May 05, 2016 Articles

Defective Construction Claims: Why Do Illinois Courts Treat Construction Companies Like Criminals?

The author argues that the Illinois Supreme Court should bring Illinois within the mainstream of insurance coverage jurisprudence concerning defective construction claims

by David H. Anderson [1]

The year 2016 marks the twenty-fifth anniversary of the Illinois appellate courts’ adoption of the “natural and ordinary consequences” test to determine whether there has been an accident (and therefore an “occurrence”) sufficient to trigger a commercial general liability (CGL) policy for defective construction claims. Under this test, which the courts reserve almost exclusively for inherently harmful or criminal acts and defective construction claims, the natural and ordinary consequences of an act do not constitute an accident. In applying the test to defective construction claims, the appellate courts have concluded that defective construction is merely the natural and ordinary consequence of allegedly faulty workmanship. Defective construction thus can never constitute an accident or an “occurrence” unless faulty workmanship damages something other than the insured’s work. In other words, when determining whether insurance coverage exists for defective construction claims, the appellate courts completely disregard whether the insured contractor expected or intended the injury. Instead, the courts effectively infer intent on the part of the insured by way of the “natural and ordinary consequences” test whenever the underlying complaint contains allegations of faulty workmanship. The Illinois Supreme Court has not yet addressed the issue.

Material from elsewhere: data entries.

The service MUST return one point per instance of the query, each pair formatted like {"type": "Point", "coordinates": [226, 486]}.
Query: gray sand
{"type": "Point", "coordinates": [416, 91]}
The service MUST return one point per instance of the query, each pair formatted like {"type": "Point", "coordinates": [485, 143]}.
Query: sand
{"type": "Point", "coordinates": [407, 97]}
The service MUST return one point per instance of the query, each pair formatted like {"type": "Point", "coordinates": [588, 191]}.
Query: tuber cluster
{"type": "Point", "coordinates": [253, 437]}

This article examines the history behind the Illinois appellate courts’ use of the “natural and ordinary consequences” test in an attempt to understand why the appellate courts apply a test that takes the extraordinary step of inferring the intent and expectation of the insured on the occurrence issue in essentially only two circumstances: (1) inherently harmful or illegal acts and (2) defective construction claims. The article explains why applying what amounts to a tort-based standard of foreseeability to the CGL policy—or any liability policy—defeats the purpose of the policy and renders it meaningless. The article also examines how the “natural and ordinary consequences” test is significantly at odds with well-established Illinois precedent regarding the judicial interpretation of insurance policies and, furthermore, how the overwhelming majority of state supreme courts have held that allegations of faulty workmanship do constitute an occurrence under a CGL policy. Finally, the article discusses how the “natural and ordinary consequences” test violates basic duty-to-defend principles and operates to deprive the insured of the benefit of the litigation insurance it purchased. The time is long overdue for the Illinois Supreme Court to fix this ongoing, 25-year debacle and bring Illinois within the mainstream of insurance coverage jurisprudence concerning defective construction claims.